After an introduction covering the history of the Kurdish people under the Ottoman Empire, which provides the overall historical context, the texts in this work deal with every aspect of the Kurdish question from the end of the First World War to the collapse of the armed struggle led by Mustafa Barzani in Iraq (1975). The book's originality lies partly in the fact that it covers the Kurdish communities in Turkey, Iran and Iraq, as well as the Kurds of Syria and the USSR, and partly in that these questions are dealt with by Kurdish intellectuals who provide a critical examination of the national movement's heritage.

Gerard Chaliand

Notes
1. Cf. ideas expressed in "Les Kurds et le droit des peuples minoritaires," Le Monde, March 17, 1976 and in "Des minorites encombrantes," Le Nouvel Observateur, July 12-18, 1976.

2. As in the United Nations Charter, Articles 1 and 55; the right to self-determination is recognized by the UN General Assembly's Resolution 2625/xxv, October 24, 1970.

3. "Certain ethnic groups are well treated by the dominant nations only to the extent that these groups accept abandoning their culture, their mother tongue, their history and their literature, in other words to the extent that they accept assimilation. We have a duty to encourage these ethnic groups to oppose assimilation, to develop and enrich their mother tongue, their literature and their culture. Only in this way can world culture develop, enrich itself and serve humanity" (Article 18 of the Statutes of the Human Rights Commission).

4. Cf. Declaration universelle des droits des peuples. July 4, 1976 (Section vi on Minority Rights, Articles 19-21), Maspero (Paris; 1977).

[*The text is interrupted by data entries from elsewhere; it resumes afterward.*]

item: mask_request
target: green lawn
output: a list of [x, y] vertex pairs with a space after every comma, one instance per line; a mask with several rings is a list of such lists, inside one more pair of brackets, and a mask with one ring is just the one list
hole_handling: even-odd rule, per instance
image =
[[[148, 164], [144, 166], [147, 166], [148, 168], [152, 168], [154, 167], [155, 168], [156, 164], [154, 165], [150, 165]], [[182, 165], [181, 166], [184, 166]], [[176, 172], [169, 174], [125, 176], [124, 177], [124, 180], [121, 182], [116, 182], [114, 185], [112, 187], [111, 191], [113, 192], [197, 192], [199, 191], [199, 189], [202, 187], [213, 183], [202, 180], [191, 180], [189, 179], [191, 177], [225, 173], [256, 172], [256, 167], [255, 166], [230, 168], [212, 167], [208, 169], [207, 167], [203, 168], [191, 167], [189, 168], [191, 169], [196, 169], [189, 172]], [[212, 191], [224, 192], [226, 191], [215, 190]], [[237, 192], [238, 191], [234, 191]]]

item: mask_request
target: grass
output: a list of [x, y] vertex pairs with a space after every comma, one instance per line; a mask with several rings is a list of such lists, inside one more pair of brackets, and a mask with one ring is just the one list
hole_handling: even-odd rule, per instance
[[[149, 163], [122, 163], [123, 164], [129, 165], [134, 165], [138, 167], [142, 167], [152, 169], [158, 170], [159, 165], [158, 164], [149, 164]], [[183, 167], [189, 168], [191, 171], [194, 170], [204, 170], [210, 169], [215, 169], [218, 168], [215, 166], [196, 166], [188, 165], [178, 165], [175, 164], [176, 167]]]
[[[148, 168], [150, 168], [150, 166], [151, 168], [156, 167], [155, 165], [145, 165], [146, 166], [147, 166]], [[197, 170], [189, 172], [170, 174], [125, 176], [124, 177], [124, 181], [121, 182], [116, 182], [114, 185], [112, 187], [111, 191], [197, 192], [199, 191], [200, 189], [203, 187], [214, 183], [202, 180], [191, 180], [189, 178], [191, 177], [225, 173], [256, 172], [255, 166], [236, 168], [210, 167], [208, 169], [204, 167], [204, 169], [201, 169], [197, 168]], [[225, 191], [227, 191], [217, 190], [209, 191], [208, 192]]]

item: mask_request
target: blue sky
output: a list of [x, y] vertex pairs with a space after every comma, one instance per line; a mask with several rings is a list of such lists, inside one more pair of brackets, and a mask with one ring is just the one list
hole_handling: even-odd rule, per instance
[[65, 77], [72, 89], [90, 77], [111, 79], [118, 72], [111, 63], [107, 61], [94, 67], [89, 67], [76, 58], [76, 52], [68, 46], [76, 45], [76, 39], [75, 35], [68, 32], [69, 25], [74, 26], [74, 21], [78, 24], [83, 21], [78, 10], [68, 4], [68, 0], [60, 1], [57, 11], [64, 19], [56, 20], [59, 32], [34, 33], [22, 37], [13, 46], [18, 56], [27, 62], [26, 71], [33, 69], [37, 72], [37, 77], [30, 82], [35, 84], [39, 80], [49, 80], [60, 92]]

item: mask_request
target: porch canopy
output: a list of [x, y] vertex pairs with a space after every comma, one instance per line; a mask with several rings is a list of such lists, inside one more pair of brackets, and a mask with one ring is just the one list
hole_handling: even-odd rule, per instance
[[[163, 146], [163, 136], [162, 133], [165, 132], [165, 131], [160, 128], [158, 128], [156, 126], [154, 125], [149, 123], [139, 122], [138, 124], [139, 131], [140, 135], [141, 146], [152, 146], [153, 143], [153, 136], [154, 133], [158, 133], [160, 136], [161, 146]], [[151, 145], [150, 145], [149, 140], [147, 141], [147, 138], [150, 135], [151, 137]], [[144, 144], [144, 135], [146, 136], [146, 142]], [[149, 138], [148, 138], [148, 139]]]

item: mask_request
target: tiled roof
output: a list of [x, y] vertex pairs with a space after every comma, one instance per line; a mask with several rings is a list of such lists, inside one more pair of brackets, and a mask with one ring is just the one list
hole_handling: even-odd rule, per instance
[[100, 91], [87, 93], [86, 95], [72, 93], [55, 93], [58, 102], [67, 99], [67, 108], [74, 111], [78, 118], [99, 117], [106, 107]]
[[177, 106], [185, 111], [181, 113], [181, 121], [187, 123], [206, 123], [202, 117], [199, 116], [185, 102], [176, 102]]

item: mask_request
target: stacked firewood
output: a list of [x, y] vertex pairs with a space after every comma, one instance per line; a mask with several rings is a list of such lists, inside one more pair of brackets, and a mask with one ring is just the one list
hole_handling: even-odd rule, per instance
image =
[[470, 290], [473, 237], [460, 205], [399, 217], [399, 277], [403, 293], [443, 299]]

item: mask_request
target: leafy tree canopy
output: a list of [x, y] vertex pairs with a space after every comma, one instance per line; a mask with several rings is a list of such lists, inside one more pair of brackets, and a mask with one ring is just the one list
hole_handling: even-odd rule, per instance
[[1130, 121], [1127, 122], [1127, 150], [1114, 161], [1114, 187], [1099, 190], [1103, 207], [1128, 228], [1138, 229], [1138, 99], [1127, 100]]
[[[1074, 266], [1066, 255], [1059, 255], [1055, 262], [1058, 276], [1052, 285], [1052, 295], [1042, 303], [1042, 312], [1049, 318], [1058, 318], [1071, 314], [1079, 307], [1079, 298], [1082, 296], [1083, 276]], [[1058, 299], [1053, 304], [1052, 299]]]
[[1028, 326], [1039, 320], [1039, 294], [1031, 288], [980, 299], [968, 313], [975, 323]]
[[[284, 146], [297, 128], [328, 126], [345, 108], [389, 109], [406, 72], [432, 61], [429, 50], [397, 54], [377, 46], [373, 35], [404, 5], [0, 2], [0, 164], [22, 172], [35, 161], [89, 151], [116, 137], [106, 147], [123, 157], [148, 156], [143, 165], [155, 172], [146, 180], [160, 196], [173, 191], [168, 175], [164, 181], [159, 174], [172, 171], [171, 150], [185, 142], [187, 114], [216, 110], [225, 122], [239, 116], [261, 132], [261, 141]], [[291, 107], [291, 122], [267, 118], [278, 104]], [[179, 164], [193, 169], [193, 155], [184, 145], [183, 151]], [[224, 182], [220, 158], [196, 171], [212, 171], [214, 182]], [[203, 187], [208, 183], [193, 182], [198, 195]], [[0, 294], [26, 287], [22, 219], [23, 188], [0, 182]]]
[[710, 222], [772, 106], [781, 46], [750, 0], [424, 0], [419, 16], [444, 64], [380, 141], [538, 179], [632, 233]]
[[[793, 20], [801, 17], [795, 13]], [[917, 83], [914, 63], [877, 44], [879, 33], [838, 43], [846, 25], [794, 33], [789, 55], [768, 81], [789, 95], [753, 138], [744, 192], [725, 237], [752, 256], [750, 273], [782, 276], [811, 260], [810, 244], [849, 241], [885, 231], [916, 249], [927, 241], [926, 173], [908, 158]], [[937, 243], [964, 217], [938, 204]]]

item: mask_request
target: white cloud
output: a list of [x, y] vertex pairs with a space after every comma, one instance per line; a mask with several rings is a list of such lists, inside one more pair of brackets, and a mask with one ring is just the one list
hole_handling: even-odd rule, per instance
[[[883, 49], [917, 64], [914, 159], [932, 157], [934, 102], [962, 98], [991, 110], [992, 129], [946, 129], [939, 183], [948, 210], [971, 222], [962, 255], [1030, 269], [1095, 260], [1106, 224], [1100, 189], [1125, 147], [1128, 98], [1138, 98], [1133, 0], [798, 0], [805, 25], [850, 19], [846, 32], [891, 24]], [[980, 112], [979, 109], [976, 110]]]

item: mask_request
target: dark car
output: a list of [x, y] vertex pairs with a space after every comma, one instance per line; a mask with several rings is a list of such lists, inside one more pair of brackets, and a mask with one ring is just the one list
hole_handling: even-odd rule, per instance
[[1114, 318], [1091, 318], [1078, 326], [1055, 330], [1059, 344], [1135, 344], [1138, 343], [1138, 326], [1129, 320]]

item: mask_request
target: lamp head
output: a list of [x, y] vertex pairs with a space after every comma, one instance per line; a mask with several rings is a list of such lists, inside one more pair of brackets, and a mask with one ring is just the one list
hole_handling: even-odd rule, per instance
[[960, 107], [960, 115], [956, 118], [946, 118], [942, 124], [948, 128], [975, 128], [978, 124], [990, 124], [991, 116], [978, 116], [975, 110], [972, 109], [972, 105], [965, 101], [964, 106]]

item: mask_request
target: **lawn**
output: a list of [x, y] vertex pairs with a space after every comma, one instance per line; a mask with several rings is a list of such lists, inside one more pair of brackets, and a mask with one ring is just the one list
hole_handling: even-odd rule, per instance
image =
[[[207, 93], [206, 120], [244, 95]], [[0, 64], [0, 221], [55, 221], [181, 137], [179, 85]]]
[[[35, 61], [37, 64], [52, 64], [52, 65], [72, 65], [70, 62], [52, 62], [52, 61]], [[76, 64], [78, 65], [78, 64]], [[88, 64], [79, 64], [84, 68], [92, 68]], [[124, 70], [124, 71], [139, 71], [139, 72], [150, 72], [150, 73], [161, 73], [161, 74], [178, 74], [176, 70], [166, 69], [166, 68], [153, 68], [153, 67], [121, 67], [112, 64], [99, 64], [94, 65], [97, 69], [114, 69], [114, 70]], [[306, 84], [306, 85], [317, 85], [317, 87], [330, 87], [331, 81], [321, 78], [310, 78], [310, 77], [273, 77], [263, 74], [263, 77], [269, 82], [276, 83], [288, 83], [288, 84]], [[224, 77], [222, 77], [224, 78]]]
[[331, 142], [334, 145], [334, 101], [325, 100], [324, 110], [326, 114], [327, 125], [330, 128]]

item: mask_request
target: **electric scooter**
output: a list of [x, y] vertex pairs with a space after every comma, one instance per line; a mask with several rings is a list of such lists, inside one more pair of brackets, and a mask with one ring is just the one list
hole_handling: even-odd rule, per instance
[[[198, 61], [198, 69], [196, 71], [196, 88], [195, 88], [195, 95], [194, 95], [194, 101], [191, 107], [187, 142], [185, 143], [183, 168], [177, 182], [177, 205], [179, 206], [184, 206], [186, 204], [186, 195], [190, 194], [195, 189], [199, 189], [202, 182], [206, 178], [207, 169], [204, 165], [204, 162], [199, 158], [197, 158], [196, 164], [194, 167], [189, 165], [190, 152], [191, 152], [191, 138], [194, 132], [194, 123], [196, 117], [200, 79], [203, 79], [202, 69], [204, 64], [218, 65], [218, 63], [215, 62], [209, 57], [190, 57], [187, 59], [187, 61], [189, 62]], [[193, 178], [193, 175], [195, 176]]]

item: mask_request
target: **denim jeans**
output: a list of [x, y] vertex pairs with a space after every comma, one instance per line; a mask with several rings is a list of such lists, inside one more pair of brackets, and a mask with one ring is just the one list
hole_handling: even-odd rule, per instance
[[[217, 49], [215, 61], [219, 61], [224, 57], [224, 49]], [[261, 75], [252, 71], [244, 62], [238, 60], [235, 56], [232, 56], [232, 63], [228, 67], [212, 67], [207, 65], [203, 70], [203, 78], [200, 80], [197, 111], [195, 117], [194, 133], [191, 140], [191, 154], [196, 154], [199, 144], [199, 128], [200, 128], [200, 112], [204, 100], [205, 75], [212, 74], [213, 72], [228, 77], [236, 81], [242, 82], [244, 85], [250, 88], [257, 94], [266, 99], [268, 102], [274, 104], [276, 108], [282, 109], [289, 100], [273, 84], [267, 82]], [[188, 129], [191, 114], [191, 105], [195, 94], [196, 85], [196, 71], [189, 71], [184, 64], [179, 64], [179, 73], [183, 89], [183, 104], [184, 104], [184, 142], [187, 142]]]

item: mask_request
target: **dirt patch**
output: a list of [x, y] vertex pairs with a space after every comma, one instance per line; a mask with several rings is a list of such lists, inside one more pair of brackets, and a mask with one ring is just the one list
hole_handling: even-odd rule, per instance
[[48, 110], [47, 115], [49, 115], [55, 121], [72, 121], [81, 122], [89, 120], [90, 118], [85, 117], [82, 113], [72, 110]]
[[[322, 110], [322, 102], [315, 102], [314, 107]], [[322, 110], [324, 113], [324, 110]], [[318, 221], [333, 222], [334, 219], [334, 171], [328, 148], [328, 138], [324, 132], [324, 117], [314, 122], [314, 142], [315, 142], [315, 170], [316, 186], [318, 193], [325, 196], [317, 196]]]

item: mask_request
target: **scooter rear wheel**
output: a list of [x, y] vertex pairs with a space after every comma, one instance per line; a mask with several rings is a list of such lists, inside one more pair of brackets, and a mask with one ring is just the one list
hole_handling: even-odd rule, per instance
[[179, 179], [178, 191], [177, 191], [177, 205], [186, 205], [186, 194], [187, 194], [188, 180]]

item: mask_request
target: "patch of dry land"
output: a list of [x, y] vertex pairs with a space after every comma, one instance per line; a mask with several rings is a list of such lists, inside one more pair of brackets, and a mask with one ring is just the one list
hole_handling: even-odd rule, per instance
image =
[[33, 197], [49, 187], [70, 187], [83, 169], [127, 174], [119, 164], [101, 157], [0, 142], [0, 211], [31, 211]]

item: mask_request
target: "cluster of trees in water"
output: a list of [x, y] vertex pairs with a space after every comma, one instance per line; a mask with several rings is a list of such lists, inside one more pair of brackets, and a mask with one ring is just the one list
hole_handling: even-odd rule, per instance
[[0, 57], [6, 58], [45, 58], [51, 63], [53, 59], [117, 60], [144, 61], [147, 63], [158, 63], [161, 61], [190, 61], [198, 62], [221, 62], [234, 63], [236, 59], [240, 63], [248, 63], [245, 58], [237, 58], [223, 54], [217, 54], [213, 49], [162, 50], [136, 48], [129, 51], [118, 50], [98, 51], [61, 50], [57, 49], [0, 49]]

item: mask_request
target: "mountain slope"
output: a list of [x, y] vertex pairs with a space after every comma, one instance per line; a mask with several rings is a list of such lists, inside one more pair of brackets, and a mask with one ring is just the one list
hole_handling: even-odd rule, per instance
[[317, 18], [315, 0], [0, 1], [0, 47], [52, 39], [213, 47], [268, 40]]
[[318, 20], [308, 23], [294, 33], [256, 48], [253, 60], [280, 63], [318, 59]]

5. Except under a colonial administration, a foreign occupation or a racist regime; minorities are thereby excluded from the scope of the law. Cf. the International Red Cross's diplomatic conference on human rights in war time, Geneva, April—May 1977; details in Le Monde, June 9, 1977.

6. Roger Lescot, Mame Alan, a collection of oriental writings. Institut Francais de Beyrouth, Texts Kurdes, Vol. II, 1942.

7. The Pike Report reproduced in The Village Voice, New York, February 23, 1976.

8. Cf. "Kurdistan in Turkey" in this volume.

9. Vietminh or NLF in Vietnam, Amilcar Cabral's PAIGC, the Eritrean PLF, etc.